Fired coach Beaty sues Kansas over $3 million

Former Kansas football coach David Beaty sued the university's athletic department in federal court on Tuesday, claiming Jayhawks officials launched an NCAA inquiry to avoid paying him a $3 million buyout he is owed for the final three years of his contract.

When Kansas athletic director Jeff Long fired Beaty on Nov. 24, he said Beaty was being fired without cause and the school owed him $3 million for the three years left on his contract.

But in private meetings following Beaty's dismissal, according to the lawsuit, Kansas officials "unabashedly raised the need to 'find something' on Coach Beaty such as finding a 'dead hooker in [Coach Beaty's] closet.'"

"Despite the clarity of the contractual language and the nature of Coach Beaty's termination without cause, Kansas Athletics officials began seeking avenues by which it could forgo the money owed to Coach Beaty or otherwise secure leverage by which it might negotiate a lesser amount," the lawsuit says.

According to the lawsuit, Kansas officials notified the NCAA about the alleged misconduct of one of Beaty's assistants. The lawsuit says the alleged conduct "occurred, if at all, a year or more earlier."

"Ever since the season concluded, Kansas Athletics has moved the goal posts on Coach Beaty," one of his lawyers, Michael Lyons, said in a statement. "Kansas Athletics can't walk back its decision to terminate Coach Beaty without cause after confirming it publicly, privately, and in writing.

"Coach Beaty and his family will always cherish their time at KU, but they do not understand why Kansas Athletics has reneged on its promises."

Jim Marchiony, a Kansas associate athletic director, said the school learned "of possible NCAA violations allegedly committed by Beaty'' after the season during exit interviews with football coaches and staff.

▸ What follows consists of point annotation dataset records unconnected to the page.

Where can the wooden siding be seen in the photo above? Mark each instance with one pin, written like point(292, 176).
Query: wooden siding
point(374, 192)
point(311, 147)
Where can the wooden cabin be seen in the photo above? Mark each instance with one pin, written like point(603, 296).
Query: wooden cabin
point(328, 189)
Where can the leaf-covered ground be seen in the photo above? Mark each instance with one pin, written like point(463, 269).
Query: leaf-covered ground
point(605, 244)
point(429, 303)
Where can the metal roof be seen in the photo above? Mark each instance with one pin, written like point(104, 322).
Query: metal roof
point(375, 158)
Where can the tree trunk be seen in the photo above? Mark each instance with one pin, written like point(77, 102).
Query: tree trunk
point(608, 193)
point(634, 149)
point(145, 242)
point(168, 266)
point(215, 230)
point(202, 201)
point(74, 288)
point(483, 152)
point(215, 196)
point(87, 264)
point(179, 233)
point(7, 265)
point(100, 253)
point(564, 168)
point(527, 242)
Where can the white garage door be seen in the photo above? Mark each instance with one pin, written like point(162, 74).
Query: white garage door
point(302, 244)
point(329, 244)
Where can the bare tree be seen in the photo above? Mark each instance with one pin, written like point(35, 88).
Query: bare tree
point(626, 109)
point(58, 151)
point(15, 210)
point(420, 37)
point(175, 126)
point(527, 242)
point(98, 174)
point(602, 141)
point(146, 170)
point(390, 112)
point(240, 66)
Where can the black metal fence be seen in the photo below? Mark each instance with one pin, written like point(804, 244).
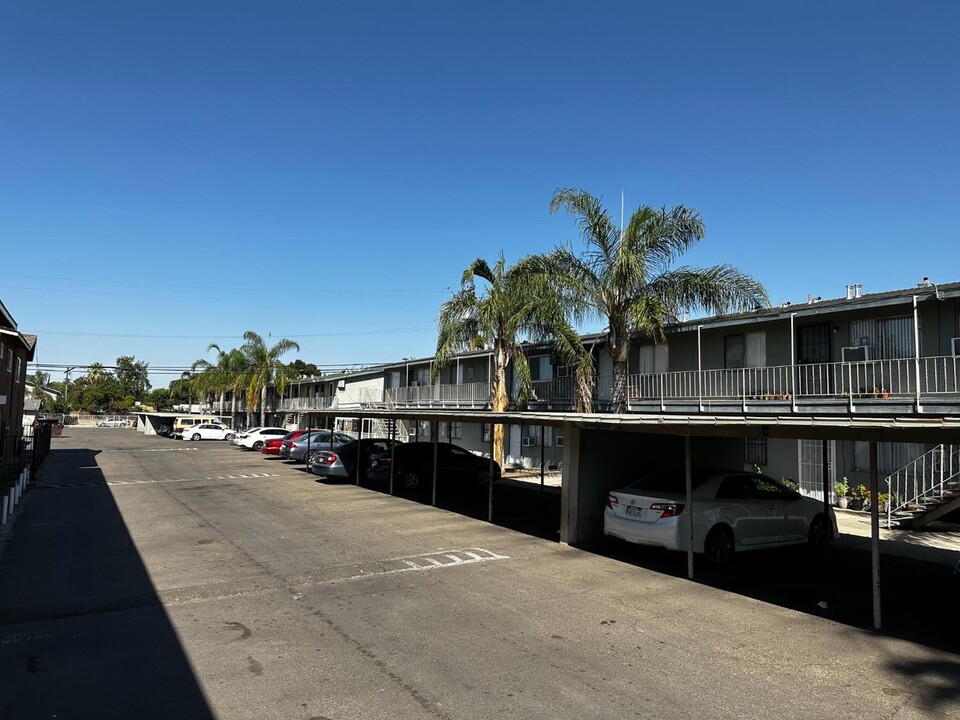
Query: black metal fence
point(22, 447)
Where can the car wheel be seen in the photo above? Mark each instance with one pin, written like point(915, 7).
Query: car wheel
point(820, 533)
point(719, 545)
point(410, 481)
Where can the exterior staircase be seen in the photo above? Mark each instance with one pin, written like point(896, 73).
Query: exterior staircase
point(926, 489)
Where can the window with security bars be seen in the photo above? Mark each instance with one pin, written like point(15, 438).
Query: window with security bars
point(892, 337)
point(755, 451)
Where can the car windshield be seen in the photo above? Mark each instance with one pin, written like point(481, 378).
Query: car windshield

"KU contacted the NCAA and the Big 12 Conference and began an investigation into the matter. Beaty refused to cooperate with the KU review and, ultimately, the NCAA took the lead in the still-ongoing investigation,'' Marchiony said.

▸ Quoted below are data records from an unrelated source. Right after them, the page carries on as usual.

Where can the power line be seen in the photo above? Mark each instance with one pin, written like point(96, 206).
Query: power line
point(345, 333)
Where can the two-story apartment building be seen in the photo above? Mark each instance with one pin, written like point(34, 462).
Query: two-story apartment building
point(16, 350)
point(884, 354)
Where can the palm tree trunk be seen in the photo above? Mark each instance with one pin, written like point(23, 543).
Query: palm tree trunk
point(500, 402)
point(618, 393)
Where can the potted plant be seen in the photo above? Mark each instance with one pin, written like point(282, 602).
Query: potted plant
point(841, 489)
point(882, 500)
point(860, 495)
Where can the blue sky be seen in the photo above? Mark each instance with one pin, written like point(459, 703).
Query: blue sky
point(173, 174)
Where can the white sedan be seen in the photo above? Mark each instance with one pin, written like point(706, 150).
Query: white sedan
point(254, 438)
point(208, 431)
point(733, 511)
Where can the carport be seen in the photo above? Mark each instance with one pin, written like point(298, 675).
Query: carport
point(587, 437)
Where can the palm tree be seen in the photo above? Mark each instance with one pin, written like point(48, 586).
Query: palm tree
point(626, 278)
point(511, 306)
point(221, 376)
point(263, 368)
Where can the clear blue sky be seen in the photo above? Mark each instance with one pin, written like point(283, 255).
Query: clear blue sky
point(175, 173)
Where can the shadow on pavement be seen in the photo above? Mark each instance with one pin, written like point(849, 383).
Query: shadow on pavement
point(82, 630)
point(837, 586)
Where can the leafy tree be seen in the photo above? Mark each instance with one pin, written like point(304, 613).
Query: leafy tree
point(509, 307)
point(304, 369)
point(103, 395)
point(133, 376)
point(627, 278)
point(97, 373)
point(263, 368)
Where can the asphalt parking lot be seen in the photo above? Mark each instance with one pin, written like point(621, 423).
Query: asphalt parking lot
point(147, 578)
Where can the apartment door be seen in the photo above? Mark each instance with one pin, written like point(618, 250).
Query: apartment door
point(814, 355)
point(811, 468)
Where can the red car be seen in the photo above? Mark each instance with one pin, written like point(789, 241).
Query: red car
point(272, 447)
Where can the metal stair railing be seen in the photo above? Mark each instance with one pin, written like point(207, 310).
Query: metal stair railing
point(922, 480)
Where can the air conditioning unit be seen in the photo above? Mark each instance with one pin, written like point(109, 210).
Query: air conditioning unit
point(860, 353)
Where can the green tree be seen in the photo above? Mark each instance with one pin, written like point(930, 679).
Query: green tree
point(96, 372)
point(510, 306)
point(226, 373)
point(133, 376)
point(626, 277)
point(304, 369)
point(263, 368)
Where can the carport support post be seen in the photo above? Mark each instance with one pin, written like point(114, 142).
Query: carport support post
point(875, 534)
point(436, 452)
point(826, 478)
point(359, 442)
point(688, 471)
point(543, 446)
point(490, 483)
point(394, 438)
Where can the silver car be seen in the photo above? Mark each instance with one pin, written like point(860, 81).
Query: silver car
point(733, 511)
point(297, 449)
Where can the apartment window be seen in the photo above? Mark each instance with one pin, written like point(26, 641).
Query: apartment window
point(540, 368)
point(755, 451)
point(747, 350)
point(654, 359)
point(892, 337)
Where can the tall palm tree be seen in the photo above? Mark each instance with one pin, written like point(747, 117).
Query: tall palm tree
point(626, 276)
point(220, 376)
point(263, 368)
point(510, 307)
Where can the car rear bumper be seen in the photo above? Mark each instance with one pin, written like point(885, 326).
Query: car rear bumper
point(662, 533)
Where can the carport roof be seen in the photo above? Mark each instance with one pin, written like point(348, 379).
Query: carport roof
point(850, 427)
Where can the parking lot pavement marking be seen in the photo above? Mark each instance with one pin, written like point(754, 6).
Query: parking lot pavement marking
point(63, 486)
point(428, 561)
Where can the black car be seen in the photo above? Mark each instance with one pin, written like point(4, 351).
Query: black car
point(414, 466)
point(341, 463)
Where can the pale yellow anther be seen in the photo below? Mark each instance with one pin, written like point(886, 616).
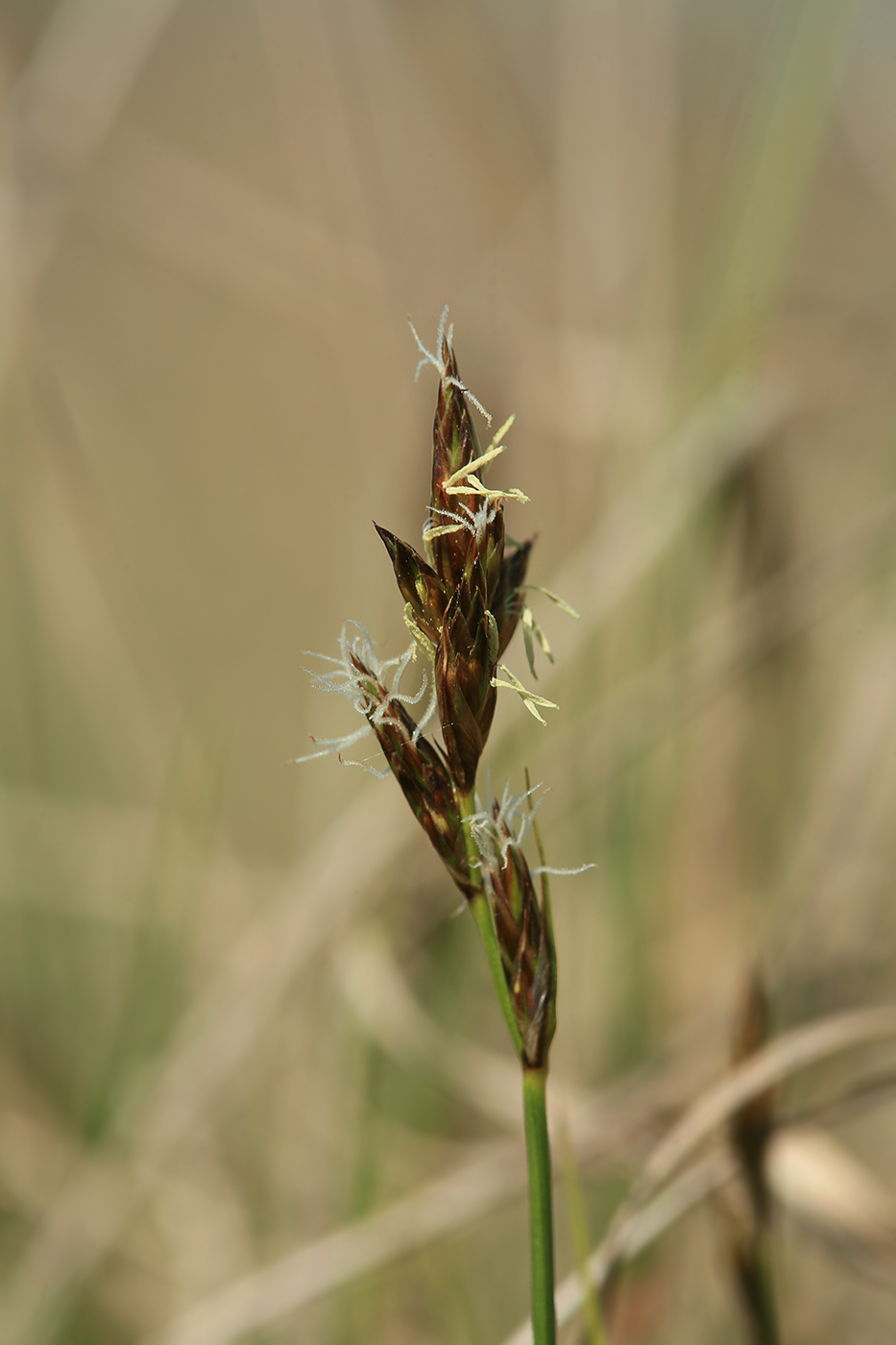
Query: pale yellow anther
point(527, 697)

He also said the money owed to Beaty is being held in escrow "in a show of good faith'' pending the outcome of the NCAA probe.

"While disappointed in the court filing, the university is committed to seeking the truth and upholding our high standards of ethical conduct,'' he said.

NCAA officials interviewed Beaty on Feb. 27, according to his lawyers.

In a Nov. 29 memo that Long sent to Beaty, according to his attorneys, the athletic director wrote: "As discussed in my office on November 4, pursuant to Section 12 of your Employment Agreement, your Agreement with Kansas Athletics Inc. was terminated without cause effective November 24, 2018. All liquidated damages payments owed to you will be paid out consistent with Section 12 of your current amended Employment Agreement and Section 7 (D) of your current amended Professional Services Agreement."

"Kansas Athletics apparently wants to un-bake the proverbial cake it made," the lawsuit says. "It unequivocally terminated Coach Beaty without cause. Post hoc attempts to change that now are unbecoming of the institution that Coach Beaty still holds in great regard. Nevertheless, Coach Beaty will not stand idle and do nothing while Kansas Athletics fails to honor its agreements and commitments to him."

Beaty, who had never been a college head coach, was fired with three games left in his fourth season at Kansas. He finished the 2018 season and left with a 6-42 record.